Biss, die preisgekrönte Schriftstellerin, schreibt hier über ihren eigenen Erfolg und Misserfolg: Groß geworden in einem Armenviertel von Chicago, jahrelang sich irgendwie als Künstlerin in New York durchgewurstelt, immer nur Aushilfsjobs und ein Jahresgehalt von 10.000 Dollar, dann die ersten Buchverkäufe und eine Karriere als Universitätsprofessorin, schließlich ein Ziegelbungalow für 500.000 Dollar in einem gentrifizierten Stadtteil Chicagos, in dem Schwarze ausziehen müssen, weil die Weißen kommen, die zu Geld gekommen sind.
Wir erleben also Szenen aus jenem Traumland „Suburbia“, wo man mit 125.000 Dollar Haushaltseinkommen besser an der Distinktion arbeiten kann, an dem eigenen Platz in der „Gesellschaft der Singularitäten“ des Soziologen Andreas Reckwitz.
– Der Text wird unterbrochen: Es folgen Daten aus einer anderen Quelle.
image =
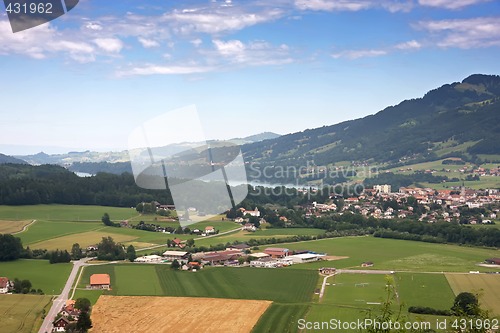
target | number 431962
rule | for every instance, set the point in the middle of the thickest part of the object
(31, 8)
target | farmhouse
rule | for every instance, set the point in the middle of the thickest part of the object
(151, 259)
(305, 257)
(100, 281)
(4, 285)
(60, 325)
(209, 230)
(172, 255)
(493, 261)
(277, 252)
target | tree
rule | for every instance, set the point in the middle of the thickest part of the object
(175, 264)
(82, 304)
(76, 252)
(131, 255)
(84, 322)
(10, 247)
(465, 303)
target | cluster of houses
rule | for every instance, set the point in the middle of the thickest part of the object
(68, 314)
(370, 203)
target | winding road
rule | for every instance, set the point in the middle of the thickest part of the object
(60, 301)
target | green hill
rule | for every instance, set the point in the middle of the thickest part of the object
(463, 114)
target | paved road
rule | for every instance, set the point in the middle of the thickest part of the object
(58, 303)
(24, 228)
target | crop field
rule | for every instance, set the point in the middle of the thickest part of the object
(84, 239)
(44, 230)
(10, 227)
(486, 285)
(22, 313)
(181, 314)
(393, 254)
(65, 212)
(281, 317)
(281, 285)
(431, 290)
(43, 275)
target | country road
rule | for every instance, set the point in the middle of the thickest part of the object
(58, 303)
(24, 228)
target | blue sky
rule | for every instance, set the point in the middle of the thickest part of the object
(87, 79)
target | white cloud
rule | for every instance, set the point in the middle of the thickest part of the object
(410, 45)
(252, 53)
(216, 21)
(152, 69)
(450, 4)
(111, 45)
(148, 43)
(331, 5)
(356, 54)
(196, 42)
(464, 33)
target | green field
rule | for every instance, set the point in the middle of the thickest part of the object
(65, 212)
(281, 285)
(393, 254)
(22, 313)
(281, 318)
(486, 285)
(11, 227)
(432, 290)
(49, 278)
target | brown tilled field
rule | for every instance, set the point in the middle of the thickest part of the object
(144, 314)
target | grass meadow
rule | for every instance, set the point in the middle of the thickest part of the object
(22, 313)
(43, 275)
(487, 286)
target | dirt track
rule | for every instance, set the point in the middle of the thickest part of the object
(144, 314)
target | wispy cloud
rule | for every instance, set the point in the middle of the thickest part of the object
(478, 32)
(357, 54)
(450, 4)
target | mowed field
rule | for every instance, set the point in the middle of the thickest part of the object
(43, 275)
(21, 313)
(282, 285)
(10, 227)
(486, 285)
(117, 314)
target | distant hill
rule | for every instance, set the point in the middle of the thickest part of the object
(417, 129)
(4, 159)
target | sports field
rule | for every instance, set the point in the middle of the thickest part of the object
(432, 290)
(180, 314)
(10, 227)
(486, 285)
(394, 254)
(21, 313)
(49, 278)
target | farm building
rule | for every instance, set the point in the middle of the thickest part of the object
(277, 252)
(304, 257)
(60, 325)
(4, 285)
(264, 262)
(152, 259)
(172, 255)
(241, 247)
(100, 281)
(327, 270)
(493, 261)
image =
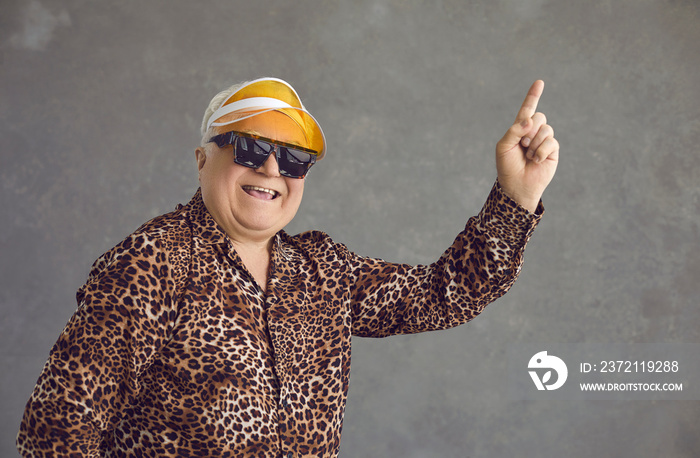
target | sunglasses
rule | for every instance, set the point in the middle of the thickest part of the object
(252, 151)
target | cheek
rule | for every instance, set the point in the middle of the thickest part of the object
(296, 188)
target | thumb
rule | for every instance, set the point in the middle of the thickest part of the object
(516, 132)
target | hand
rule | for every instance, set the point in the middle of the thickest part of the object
(527, 155)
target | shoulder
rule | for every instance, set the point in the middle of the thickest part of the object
(158, 241)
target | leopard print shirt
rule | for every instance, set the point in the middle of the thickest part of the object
(175, 351)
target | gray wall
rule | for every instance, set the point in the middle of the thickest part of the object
(100, 104)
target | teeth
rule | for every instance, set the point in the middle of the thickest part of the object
(257, 188)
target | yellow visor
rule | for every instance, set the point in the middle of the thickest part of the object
(270, 94)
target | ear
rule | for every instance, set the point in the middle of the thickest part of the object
(201, 156)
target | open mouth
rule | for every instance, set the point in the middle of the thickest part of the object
(261, 193)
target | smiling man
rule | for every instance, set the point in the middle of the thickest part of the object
(212, 332)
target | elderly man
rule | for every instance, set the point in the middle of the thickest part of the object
(211, 332)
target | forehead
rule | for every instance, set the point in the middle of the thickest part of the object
(273, 125)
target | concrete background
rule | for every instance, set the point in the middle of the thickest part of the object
(100, 105)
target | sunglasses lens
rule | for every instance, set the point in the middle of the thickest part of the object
(295, 163)
(253, 153)
(250, 152)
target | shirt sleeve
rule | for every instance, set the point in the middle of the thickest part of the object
(481, 265)
(124, 314)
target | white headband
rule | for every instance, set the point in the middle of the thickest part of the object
(263, 103)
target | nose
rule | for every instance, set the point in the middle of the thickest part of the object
(270, 166)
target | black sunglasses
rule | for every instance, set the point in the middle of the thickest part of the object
(252, 151)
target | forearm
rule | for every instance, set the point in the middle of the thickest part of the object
(480, 266)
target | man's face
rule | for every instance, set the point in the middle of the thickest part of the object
(250, 204)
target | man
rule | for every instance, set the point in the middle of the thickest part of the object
(211, 332)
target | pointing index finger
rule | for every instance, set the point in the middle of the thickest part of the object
(527, 110)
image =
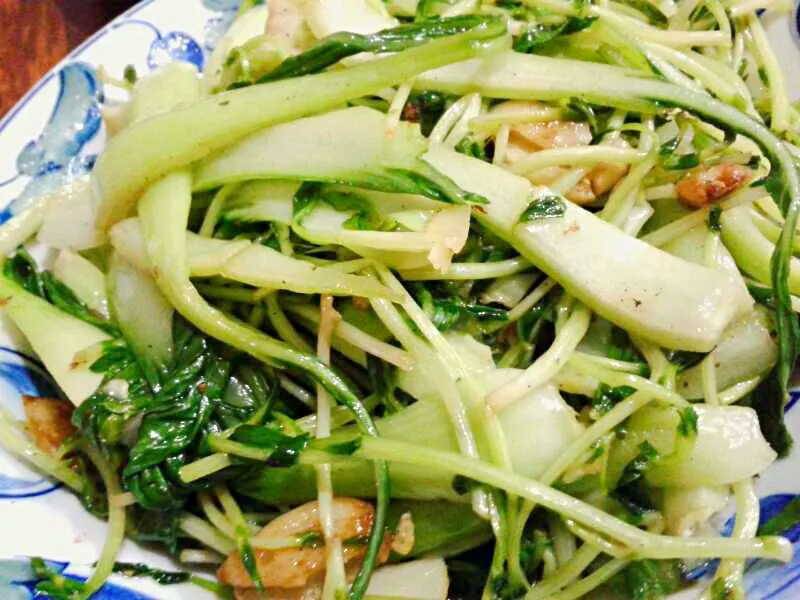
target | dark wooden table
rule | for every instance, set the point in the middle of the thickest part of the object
(36, 34)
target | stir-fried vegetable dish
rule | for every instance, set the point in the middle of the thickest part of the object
(427, 299)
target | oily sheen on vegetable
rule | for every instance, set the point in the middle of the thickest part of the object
(427, 300)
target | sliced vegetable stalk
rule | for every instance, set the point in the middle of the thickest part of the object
(142, 312)
(250, 263)
(59, 340)
(173, 140)
(310, 149)
(164, 212)
(628, 282)
(522, 76)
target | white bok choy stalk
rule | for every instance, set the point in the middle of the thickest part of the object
(164, 213)
(140, 309)
(84, 279)
(728, 446)
(512, 75)
(373, 160)
(624, 280)
(59, 340)
(175, 139)
(747, 350)
(616, 275)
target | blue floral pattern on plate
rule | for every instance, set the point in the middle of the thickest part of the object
(57, 156)
(764, 579)
(21, 375)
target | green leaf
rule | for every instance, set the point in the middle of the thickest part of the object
(636, 469)
(426, 108)
(685, 359)
(605, 397)
(338, 46)
(538, 36)
(647, 580)
(158, 575)
(713, 219)
(688, 423)
(305, 200)
(680, 162)
(285, 449)
(768, 400)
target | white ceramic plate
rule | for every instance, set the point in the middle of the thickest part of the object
(52, 135)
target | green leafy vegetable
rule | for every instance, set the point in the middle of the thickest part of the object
(606, 397)
(688, 425)
(548, 206)
(538, 36)
(335, 47)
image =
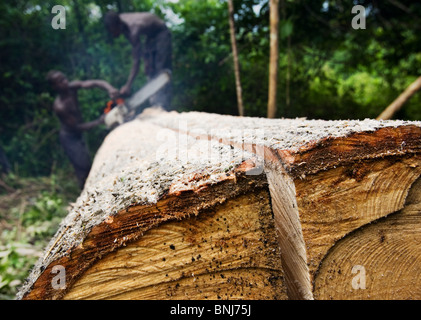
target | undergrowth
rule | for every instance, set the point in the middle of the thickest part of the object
(30, 213)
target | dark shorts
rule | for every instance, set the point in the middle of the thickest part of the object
(76, 150)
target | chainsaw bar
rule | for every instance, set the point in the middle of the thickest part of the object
(124, 111)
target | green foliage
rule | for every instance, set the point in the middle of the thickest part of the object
(28, 224)
(334, 71)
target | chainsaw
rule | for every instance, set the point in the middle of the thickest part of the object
(119, 110)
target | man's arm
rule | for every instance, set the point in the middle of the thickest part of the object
(88, 84)
(125, 90)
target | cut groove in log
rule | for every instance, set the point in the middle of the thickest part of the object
(165, 174)
(206, 257)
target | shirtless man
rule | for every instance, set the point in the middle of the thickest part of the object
(157, 51)
(66, 107)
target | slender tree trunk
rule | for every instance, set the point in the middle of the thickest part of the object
(235, 56)
(396, 105)
(274, 57)
(288, 71)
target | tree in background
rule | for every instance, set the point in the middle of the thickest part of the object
(326, 69)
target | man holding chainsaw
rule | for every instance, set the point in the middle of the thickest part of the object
(66, 107)
(156, 53)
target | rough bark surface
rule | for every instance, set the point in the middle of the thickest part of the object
(297, 196)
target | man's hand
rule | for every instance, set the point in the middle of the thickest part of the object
(125, 90)
(113, 93)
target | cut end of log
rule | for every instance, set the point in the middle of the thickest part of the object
(204, 206)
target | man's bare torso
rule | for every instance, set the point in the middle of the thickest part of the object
(142, 23)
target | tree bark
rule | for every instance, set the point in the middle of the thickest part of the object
(274, 57)
(396, 105)
(206, 206)
(235, 58)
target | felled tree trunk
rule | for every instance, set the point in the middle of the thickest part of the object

Es gebe eben keine Klassen mehr, sondern nur Hunderte Klassen, beschreibt die Autorin. Und jede von diesen Klassen häufe ihre eigenen Möglichkeiten zu Bildung und Fertigkeiten an, ein „opportunity hoarding“.

Eula Biss: Was wir haben. Über Besitz, Kapitalismus und den Wert der Dinge.
Hanser
München 2021
320 Seiten
24 Euro
Biss kann – und muss – sich nun eine polnische Putzfrau und einen Eislauftrainer für den Sohnemann leisten, fühlt sich aber damit nicht sehr wohl. Der Kauf solcher Dienstleistungen gehöre ja zu jener „weißen Privilegiertheit“, die sie eigentlich ablehnt. Für Menschen aus ihrer Schicht sei „sich etwas leisten zu können“ meistens gleichbedeutend „mit einer Zurschaustellung meiner Werte, nicht meiner finanziellen Möglichkeiten“.
Mit wunderbarer Ironie und Lakonie erledigt Biss den selbst gestellten Auftrag, die Fallen und das Überleben im Kapitalismus zu beschreiben, um so ein Buch geschrieben zu haben, das sich wirtschaftlich trägt und so gewissermaßen noch mehr kapitalistischen „Masochismus“ in „Suburbia“ erlaubt.
Die ganzen Widersprüche begannen ja schon mit jenen 45.000 Dollar, die sie als Starthilfe für die Schriftstellerei von der Guggenheim Foundation bekam, findet die Autorin, Geld von der Familie Guggenheim also, die ihr Vermögen mit Rohstoffminen in ärmeren Ländern machte.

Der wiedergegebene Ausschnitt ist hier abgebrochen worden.